When I first went looking for punk music, I gravitated toward the two American punk bands that people around me talked about the most: Black Flag and Minor Threat. In each band’s music, I found elements that I liked, but neither one felt like something that really included someone like me. When I eventually heard Double Nickels on the Dime, I found myself in this album in a way I had never experienced with a punk band. When I listened to his album, I recognized core elements of myself that didn’t always seem at home in punk music like goofiness, thoughtfulness, weirdness, and idealism. Guitarist and singer D. Boon, bassist Mike Watt, and drummer George Hurley grew up in working class San Pedro, California and formed the Minutemen as an alternative to the bleak prospects of their hometown. All three band members were close and shared chemistry as musicians, but D. Boon and Mike Watt were lifelong friends whose bond informed nearly every meaningful aspect of the Minutemen’s existence. On “History Lesson, Pt. 2,” one of the best songs on Double Nickels on the Dime, D. Boon simply tells the story of two friends discovering punk music and learning how to do it for and by themselves. This album of more than forty songs documents a fiercely unique, independent band at the height of their powers taking on as much as they possibly could. Double Nickels on the Dime remains the Minutemen’s greatest achievement and its influence can be traced throughout a prominent branch of indie rock including one of 2016’s best albums, Human Performance by Parquet Courts.

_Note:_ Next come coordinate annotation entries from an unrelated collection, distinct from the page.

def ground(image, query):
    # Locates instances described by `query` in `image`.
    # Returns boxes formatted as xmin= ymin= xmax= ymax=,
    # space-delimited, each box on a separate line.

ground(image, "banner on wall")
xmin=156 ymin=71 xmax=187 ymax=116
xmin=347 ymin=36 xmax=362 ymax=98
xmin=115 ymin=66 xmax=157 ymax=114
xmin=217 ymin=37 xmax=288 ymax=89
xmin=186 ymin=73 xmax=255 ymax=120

When D. Boon died in 1985, the Minutemen ended, but the band’s legacy grew consistently over the following decades. In 2001, Minutemen figured prominently in Michael Azerrad’s indispensable book, Our Band Could Be Your Life. Azerrad featured Minutemen as the second profile in the book, derived the title from a lyric in “History Lesson, Pt. 2,” and dedicated the book, in part, to D. Boon. In 2005, Tim Irwin’s great documentary, We Jam Econo: The Story of The Minutemen, brought the band’s story to an even larger audience. The band’s music, especially Double Nickels on the Dime, became a touchstone for the expanding world of indie rock. Eclectic indie rock band Calexico established a rousing cover of “Corona” as part of their live shows before recording it for their 2004 EP, Convict Pool. In 2006, indie folk singer Bonnie “Prince” Billy and post-rock instrumentalists Tortoise released a covers album, The Brave and the Bold, and offered up a monolithic, but faithful rendition of “It’s Expected I’m Gone.” As I’ve learned, it’s never too late to get started with an album as essential as Double Nickels on the Dime, but for your sake I recommend that you start soon.

-         John Parsell

Tuesday, October 25, 2011

I'd Love to Turn You On #42 - Minutemen – Double Nickels on the Dime


I was watching a documentary about the Minutemen on Netflix the other night (We Jam Econo: The Story of the Minutemen) and toward the end of it a guy said Double Nickels on the Dime is “the greatest record of all time,” and I was kind of taken aback because that’s a bold, borderline ridiculous statement for any album, much less a double LP that was recorded for next to nothing over the span of a few weeks during the height of the Reagan years. But the comment stuck with me like a challenge. So I played it a few dozen times, listening closely and giving the matter a lot of thought, and I have to say I think he’s right.
My case for the greatness of the Minutemen’s third LP is based on a simple logical conclusion: If rock and roll is the art of the young, and the greatest rock records tend to be made early in artists’ careers, then the greatest example of youthful rock and roll brilliance must be, in turn, the greatest album of all time. And I can’t think of a better example of youthful rock and roll brilliance than Double Nickels. It came about as a kind of a dare. The band was in the middle of making an album when they learned that their label mates Hüsker Dü were about to release a double record. Not to be outdone, the three-man band from San Pedro, California, knuckled down and wrote 20+ new songs in a matter of days, ordered up a second disk, and wrote in the liner notes, “Take that, Hüskers!” And the songs are all fantastic. They’re short and catchy, full of energy, but weird, too -- off-kilter arrangements, and pithy, naïve and idealistic lyrics about everything from Bob Dylan and Michael Jackson to Central American politics and control-freak roommates. They’re songs that give the finger to the notion that the song is a limited art form, that you can’t really do anything new with it, because here are 40 or so numbers that are completely unlike any song that’s been written before or since. Yet they’re very much songs, not just noise or a bunch of strange sounds -- they have choruses and bridges and guitar solos, and you can dance to them and sing along.  
If I were forced to name a “sounds like,” I’d have to say Creedence Clearwater Revival, a la “Up Around the Bend.” Most of the tunes on Double Nickels are built like that: a unique, punchy riff broken up with a pounding bridge and a shoutable chorus. Indeed, the band idolized Creedence; side one even has a cover of “Don’t Look Now (It Ain’t You Or Me).” And D. Boon’s guitar work is reminiscent of Fogerty’s at times – bright and sassy. But from there the comparisons drop off. The Minutemen were a punk band, not major-label hitmakers, so they’re a lot rougher around the edges. (“We jam econo!” Boon declares in “The Politics of Time.”) But they don’t exactly sound punk, either; they’re not your prototypical one-chord, spastic-drum slam-dance band. At any given point, Double Nickels sounds funky, jazzy, folksy, bluesy, metalish, chaotic, Martian, you name it. This eclecticness is due largely to the fact that these guys could really play; bassist Mike Watt is all over the fretboard and George Hurley could hold his own with the best jazz ensembles. But even more so, it’s about attitude. In 1984, this band was utterly ignorant and/or defiant of constraint – like youth and the best of what it means to be young. 
In the documentary, Hurley says of Double Nickels, “You do things when you’re young that sometimes you look back and it’s kind of amazing. I don’t think I‘ve gotten any better.” 
I don’t think rock and roll has either.